Einstand mit Bravour: Als BFGoodrich zu Beginn der Saison 2006 sein Rallye-Engagement auf WM-Ebene begann, geschah dies mit großem Erfolg. Bereits vor Jahresfrist stand fest: Die amerikanische Marke ist auf allen maßgeblichen Untergründen konkurrenzfähig - auf Schnee und Eis ebenso wie auf Asphalt-Prüfungen und schnellen wie knüppelharten Schotterpisten. Und als im Dezember in den walisischen Wäldern auch die letzte Schlacht geschlagen war, Sébastien Loeb als neuer und alter Fahrerweltmeister feststand und das Team BP Ford sich über den Titel in der Konstrukteurswertung freute, durften auch die Reifenexperten aus Clermont-Ferrand auf ihre weiße Weste stolz sein: Sie waren trotz starker Konkurrenz weiterhin ungeschlagen.

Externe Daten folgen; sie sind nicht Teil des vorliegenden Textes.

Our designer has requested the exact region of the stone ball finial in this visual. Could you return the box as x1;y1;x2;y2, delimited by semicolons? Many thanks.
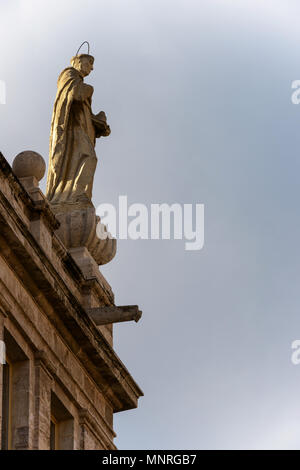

Besser ging es nicht.#w1#

Der Wettbewerber zog sich daraufhin - von der Unterstützung des Italieners Gigi Galli bei den WM-Läufen in Schweden, Norwegen und Portugal abgesehen - aus der Rallye-Weltmeisterschaft weitestgehend zurück und überließ BFGoodrich das Feld. Was die amerikanische Marke keineswegs zum Anlass nahm, sich auf den frisch errungenen Lorbeeren auszuruhen. Ganz im Gegenteil: Die Reifenexperten führten das gewohnt hohe Entwicklungstempo ungebremst fort und überzeugten immer wieder mit Produktinnovationen, um Partnerteams wie den Werksabordnungen von Citroën, Ford und Subaru, aber auch den werksunterstützten Teams (OMV-Kronos, VK-Stobart und Munchi's) sowie regelmäßig antretenden Privatiers wie Toni Gardemeister, Jan Kopecky und Gareth MacHale optimales Material anzubieten.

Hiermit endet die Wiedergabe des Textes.